Every character is tragic in this play but Blanche is the most misunderstood, doomed as soon as she wheels her suitcase to the front door. I think every woman has a little bit of Blanche in her, those moments when the world cannot provide the love and attention we so desperately need, the constant clawing of reality and the existence of ourselves as an ideal, flawless and untouchable individual. Blanche is our extreme. I think it is our intense relationship with Blanche that causes us to desperately despise her. She is a needy and selfish character, self-absorbed to the extent that she cannot accept herself as part of the disappointing world that surrounds her.
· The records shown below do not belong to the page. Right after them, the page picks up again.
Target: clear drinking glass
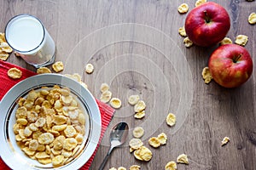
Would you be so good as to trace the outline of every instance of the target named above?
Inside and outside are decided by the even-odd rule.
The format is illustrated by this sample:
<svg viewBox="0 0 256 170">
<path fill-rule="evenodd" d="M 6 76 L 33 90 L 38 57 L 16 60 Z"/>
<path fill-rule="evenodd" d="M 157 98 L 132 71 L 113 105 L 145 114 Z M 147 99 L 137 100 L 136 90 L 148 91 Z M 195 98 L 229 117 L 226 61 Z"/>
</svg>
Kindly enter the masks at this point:
<svg viewBox="0 0 256 170">
<path fill-rule="evenodd" d="M 36 68 L 55 61 L 55 42 L 35 16 L 19 14 L 12 18 L 5 27 L 5 39 L 26 63 Z"/>
</svg>

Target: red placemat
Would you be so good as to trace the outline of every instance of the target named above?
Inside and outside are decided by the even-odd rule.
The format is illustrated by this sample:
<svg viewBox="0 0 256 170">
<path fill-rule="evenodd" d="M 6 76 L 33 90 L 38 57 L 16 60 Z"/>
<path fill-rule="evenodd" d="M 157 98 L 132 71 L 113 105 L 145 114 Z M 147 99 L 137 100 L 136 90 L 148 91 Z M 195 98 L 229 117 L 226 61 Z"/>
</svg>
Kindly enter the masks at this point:
<svg viewBox="0 0 256 170">
<path fill-rule="evenodd" d="M 7 71 L 9 69 L 16 67 L 20 69 L 22 71 L 22 76 L 20 79 L 14 80 L 12 78 L 9 78 L 7 76 Z M 32 72 L 31 71 L 28 71 L 26 69 L 21 68 L 20 66 L 17 66 L 15 65 L 2 61 L 0 60 L 0 100 L 3 99 L 3 95 L 9 90 L 14 85 L 15 85 L 17 82 L 20 82 L 21 80 L 24 80 L 29 76 L 36 75 L 35 72 Z M 101 132 L 101 138 L 99 144 L 94 151 L 91 157 L 89 159 L 89 161 L 80 168 L 80 170 L 87 170 L 90 168 L 90 166 L 93 161 L 93 158 L 96 153 L 96 150 L 99 147 L 99 144 L 102 141 L 102 139 L 104 135 L 104 133 L 109 124 L 109 122 L 112 119 L 112 116 L 114 113 L 114 110 L 110 107 L 109 105 L 99 101 L 96 99 L 96 102 L 98 104 L 100 111 L 101 111 L 101 116 L 102 116 L 102 132 Z M 0 113 L 1 114 L 1 113 Z M 0 158 L 0 169 L 1 170 L 9 170 L 10 168 L 4 163 L 4 162 Z"/>
</svg>

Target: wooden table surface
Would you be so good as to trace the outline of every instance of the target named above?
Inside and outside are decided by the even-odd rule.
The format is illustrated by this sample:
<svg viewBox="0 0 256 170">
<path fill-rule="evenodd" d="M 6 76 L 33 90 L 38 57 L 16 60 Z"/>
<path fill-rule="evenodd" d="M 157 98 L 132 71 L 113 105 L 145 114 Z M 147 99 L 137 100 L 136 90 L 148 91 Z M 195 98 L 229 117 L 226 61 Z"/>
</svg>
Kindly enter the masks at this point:
<svg viewBox="0 0 256 170">
<path fill-rule="evenodd" d="M 256 12 L 256 2 L 214 0 L 224 6 L 231 20 L 228 37 L 248 36 L 245 48 L 255 63 L 256 26 L 247 17 Z M 217 46 L 184 47 L 177 30 L 185 14 L 177 7 L 195 0 L 3 0 L 0 1 L 0 31 L 19 14 L 38 17 L 55 40 L 56 60 L 63 61 L 61 74 L 79 73 L 93 95 L 100 98 L 102 82 L 110 85 L 113 97 L 119 98 L 117 110 L 102 141 L 90 169 L 97 169 L 109 147 L 109 128 L 124 121 L 129 124 L 128 141 L 135 127 L 145 130 L 144 145 L 153 152 L 148 162 L 135 159 L 128 141 L 113 150 L 106 169 L 129 167 L 164 169 L 178 155 L 188 155 L 189 164 L 182 169 L 256 169 L 256 74 L 242 86 L 227 89 L 214 82 L 207 85 L 201 77 L 209 55 Z M 35 69 L 11 54 L 9 62 Z M 91 63 L 95 71 L 84 73 Z M 49 66 L 50 68 L 50 66 Z M 138 94 L 147 105 L 146 116 L 134 118 L 127 98 Z M 169 112 L 177 124 L 166 123 Z M 154 149 L 148 139 L 166 133 L 166 145 Z M 224 137 L 230 142 L 221 146 Z"/>
</svg>

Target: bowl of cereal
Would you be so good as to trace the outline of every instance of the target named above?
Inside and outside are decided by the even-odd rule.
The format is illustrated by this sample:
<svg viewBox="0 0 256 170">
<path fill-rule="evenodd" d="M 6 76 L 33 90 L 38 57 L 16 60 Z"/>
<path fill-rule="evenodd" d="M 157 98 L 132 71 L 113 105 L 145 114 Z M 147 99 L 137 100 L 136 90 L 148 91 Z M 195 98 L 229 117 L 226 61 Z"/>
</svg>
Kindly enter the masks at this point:
<svg viewBox="0 0 256 170">
<path fill-rule="evenodd" d="M 60 74 L 21 81 L 3 98 L 0 113 L 0 156 L 12 169 L 78 169 L 99 142 L 95 98 Z"/>
</svg>

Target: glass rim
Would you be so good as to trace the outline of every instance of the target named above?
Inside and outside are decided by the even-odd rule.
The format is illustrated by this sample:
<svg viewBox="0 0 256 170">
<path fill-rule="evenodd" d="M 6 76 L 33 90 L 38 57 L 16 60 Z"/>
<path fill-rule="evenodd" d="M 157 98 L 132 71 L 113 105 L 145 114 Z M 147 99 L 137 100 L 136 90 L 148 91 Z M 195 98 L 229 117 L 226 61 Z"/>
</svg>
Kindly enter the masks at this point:
<svg viewBox="0 0 256 170">
<path fill-rule="evenodd" d="M 32 18 L 34 18 L 36 20 L 38 20 L 38 21 L 40 23 L 40 25 L 41 25 L 41 26 L 42 26 L 42 28 L 43 28 L 43 33 L 44 33 L 44 35 L 43 35 L 43 38 L 42 38 L 41 42 L 40 42 L 37 47 L 35 47 L 34 48 L 30 49 L 30 50 L 27 50 L 27 51 L 21 51 L 21 50 L 18 50 L 18 49 L 15 49 L 15 48 L 13 48 L 13 46 L 9 42 L 8 38 L 7 38 L 7 36 L 6 36 L 6 35 L 7 35 L 6 32 L 7 32 L 7 31 L 8 31 L 8 27 L 9 27 L 9 24 L 11 24 L 12 22 L 14 22 L 15 19 L 20 18 L 20 17 L 32 17 Z M 5 28 L 4 28 L 4 37 L 5 37 L 5 40 L 6 40 L 7 43 L 8 43 L 14 50 L 15 50 L 16 52 L 18 52 L 18 53 L 29 53 L 29 52 L 32 52 L 32 51 L 37 49 L 38 47 L 40 47 L 40 46 L 43 44 L 44 40 L 44 38 L 45 38 L 45 28 L 44 28 L 44 26 L 42 21 L 41 21 L 38 18 L 37 18 L 36 16 L 33 16 L 33 15 L 28 14 L 17 14 L 17 15 L 12 17 L 12 18 L 8 21 L 7 25 L 5 26 Z"/>
</svg>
Taken from Tate online. Ref: T01794

I forgot how incredibly sad this story is and I found myself close to tears at the end when Blanche (Gillian Anderson) was paraded around the revolving stage, looking at the sky of a world she did not recognise. This last scene reminded me of a print by William Hogarth, Plate 8 of A Rake's Progress. This series of prints depicts an eighteenth-century rake who loves money, fame and glamour. He spends everything, goes mad and ends up in Bedlam, Bethlem Royal Hospital in London. In the eighteenth century Bedlam would charge a small fee to visitors wanting to come and look at the patients, it would be a day out, a chance to judge and gawp at those deemed insane. In Plate 8 of A Rake's Progress we can see two well dressed women to the right, an example of these visitors. They snigger and cling to each other, disgusted yet pleased with what they see. As an audience at the Young Vic we were these women, gawping and judging the vulnerable character before us, trying to understand what caused Blanche's mania but really just pleased to be able to walk out of the theatre after three hours and back into our normal lives.
 
This play has effected me. It has infected me with the memory of that last scene. The cast were faultless and the performance was excellent.
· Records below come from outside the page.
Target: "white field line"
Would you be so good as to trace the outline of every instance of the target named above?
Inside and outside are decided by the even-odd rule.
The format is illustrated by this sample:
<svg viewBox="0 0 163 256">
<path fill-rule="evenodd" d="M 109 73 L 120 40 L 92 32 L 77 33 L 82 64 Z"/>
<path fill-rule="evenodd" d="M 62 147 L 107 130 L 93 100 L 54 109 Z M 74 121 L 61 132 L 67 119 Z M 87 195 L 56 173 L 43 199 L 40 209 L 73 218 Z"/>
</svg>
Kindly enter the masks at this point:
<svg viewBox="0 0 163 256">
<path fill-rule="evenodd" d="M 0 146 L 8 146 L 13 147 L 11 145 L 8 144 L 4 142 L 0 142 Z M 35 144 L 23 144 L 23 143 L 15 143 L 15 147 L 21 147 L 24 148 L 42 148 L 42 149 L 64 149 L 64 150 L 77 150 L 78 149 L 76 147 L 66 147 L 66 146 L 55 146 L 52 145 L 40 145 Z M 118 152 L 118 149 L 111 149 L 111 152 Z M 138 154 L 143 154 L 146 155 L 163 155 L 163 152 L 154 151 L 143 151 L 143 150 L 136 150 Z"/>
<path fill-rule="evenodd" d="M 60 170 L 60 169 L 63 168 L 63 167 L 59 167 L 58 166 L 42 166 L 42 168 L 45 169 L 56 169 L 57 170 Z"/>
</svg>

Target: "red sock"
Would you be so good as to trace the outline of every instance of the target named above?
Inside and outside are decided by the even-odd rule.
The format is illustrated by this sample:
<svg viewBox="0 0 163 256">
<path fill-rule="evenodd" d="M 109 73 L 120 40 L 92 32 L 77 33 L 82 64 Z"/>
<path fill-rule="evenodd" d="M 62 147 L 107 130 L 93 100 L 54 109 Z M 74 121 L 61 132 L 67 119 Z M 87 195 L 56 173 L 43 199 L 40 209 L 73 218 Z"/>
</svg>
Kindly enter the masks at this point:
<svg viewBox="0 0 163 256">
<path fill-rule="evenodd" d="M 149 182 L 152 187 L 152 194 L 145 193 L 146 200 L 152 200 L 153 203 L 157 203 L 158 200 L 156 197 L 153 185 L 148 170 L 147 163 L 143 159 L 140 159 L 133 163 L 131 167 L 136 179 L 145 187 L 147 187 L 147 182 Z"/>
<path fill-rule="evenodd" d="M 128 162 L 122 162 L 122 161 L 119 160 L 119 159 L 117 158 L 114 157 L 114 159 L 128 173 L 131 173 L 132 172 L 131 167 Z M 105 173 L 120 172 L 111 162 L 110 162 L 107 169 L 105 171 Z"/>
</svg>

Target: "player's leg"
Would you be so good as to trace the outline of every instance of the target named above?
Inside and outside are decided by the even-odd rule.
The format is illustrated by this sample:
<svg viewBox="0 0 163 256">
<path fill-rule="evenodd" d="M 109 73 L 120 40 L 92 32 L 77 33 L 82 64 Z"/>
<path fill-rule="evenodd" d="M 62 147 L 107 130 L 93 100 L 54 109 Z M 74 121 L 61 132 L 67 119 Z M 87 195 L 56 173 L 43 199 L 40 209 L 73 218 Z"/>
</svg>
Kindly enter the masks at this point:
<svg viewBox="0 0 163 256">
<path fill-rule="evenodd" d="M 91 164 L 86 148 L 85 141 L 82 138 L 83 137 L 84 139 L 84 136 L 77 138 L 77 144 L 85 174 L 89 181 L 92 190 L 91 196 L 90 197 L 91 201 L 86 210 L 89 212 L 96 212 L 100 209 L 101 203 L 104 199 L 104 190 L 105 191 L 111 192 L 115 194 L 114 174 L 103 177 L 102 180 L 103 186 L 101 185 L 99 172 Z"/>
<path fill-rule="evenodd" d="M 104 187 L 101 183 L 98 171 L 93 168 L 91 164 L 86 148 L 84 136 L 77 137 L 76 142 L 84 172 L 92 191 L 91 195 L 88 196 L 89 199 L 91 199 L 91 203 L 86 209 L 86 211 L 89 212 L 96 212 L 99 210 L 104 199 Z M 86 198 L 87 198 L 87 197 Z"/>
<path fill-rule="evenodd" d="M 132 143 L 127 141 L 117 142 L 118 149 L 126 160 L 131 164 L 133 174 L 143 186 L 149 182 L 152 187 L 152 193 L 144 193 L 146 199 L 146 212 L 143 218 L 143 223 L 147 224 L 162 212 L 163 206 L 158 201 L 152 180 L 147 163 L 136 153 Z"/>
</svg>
I am now even more in awe of Gillian Anderson...I think it's time to re-watch the X-files!


Saturday 16 August 2014

20,000 Days of Nick Cave


I don't know very much about Nick Cave. He is an Australian musician famous for being in a couple of bands, his emotionally raw, obsessive lyrics, he is the front man of Nick Cave and the Bad Seeds, a band formed in the 1980s but really I have never connected with him.

My boyfriend lent me an album of his and to be honest it felt like a good melody spoilt by that drunk guy in the pub who puts on the jukebox and ruins your favourite song. His lyrics never seem clever enough for the intensity of his voice and yet I feel like I am missing the point to his songs, some hidden meaning that I am not hipster enough to understand. So why did I go and see the premiere of 20,000 Days on Earth at the Film4 Summer Screen at Somerset House, a film about Nick Cave and his life?
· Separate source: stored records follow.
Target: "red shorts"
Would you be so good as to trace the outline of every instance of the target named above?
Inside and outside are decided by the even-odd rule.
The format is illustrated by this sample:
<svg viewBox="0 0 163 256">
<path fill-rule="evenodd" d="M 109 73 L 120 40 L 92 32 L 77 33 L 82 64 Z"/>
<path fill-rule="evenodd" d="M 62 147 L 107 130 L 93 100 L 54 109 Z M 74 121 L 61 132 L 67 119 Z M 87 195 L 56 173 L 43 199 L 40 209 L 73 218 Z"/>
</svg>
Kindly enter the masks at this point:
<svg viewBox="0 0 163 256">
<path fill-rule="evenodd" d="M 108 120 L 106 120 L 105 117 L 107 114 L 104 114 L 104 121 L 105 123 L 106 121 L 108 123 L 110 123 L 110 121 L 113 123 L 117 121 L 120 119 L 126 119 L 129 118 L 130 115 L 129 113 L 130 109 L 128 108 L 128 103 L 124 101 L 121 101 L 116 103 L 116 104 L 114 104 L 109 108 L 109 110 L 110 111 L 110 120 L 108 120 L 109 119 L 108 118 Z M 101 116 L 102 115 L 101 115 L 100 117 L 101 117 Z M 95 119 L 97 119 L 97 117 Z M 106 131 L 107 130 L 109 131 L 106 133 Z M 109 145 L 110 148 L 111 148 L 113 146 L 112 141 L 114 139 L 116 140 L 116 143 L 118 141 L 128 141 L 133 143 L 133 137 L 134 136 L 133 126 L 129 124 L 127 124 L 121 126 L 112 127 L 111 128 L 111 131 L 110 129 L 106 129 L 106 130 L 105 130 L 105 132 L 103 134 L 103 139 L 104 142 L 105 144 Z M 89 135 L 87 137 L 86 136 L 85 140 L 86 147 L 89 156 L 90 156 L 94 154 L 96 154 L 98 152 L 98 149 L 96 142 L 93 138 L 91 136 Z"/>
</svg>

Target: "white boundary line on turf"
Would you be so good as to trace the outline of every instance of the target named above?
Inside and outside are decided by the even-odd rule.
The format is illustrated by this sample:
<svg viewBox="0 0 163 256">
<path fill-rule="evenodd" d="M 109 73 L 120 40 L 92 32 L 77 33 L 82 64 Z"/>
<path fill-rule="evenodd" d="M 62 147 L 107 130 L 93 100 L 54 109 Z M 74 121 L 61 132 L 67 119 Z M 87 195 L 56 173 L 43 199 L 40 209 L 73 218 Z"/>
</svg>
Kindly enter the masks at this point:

Well, Nick Cave is from Brighton, near where I live, my boyfriend likes him and I was trying to be nice, and there wasn't anything else I really wanted to see at Somerset House this year. Everyone loves Sense and Sensibility but I don't want to see it again and I'd cry all the way through ET.


So I unpacked my three picnic blankets and my extensive feast of Sainsburys food and we settled down under a marginally threatening sky and prayed it wouldn't rain. It didn't. Just before it got dark we were graced with an impressive rainbow doming the entire venue and Somerset House flashed with coloured lights and booming music as the screen came to life. The film was excellent, so much more accessible than Cave's music. It was perfectly shot as a documentary, never dwelling on sections of Cave's life for too long, it flipped from scene to scene through psychedelic music and graphic speed. Iain Forsyth and Jane Pollard, the co-writers and directors, did a fantastic job and Cave was interesting and succinct. He talked about life and his family in a way I could understand. I got the impression that he always felt lonely and was desperately searching for more, people maybe, in the form of fame and yet he loves his family. He is obviously extremely proud of his wife and his children and really, he is just an ordinary dad deep down.


The film, being warm enough, having a good spread of food and it not raining all contributed to a great evening out under the stars. The perfect way to celebrate my graduation in MA History of Art from the Courtauld, housed in Somerset House.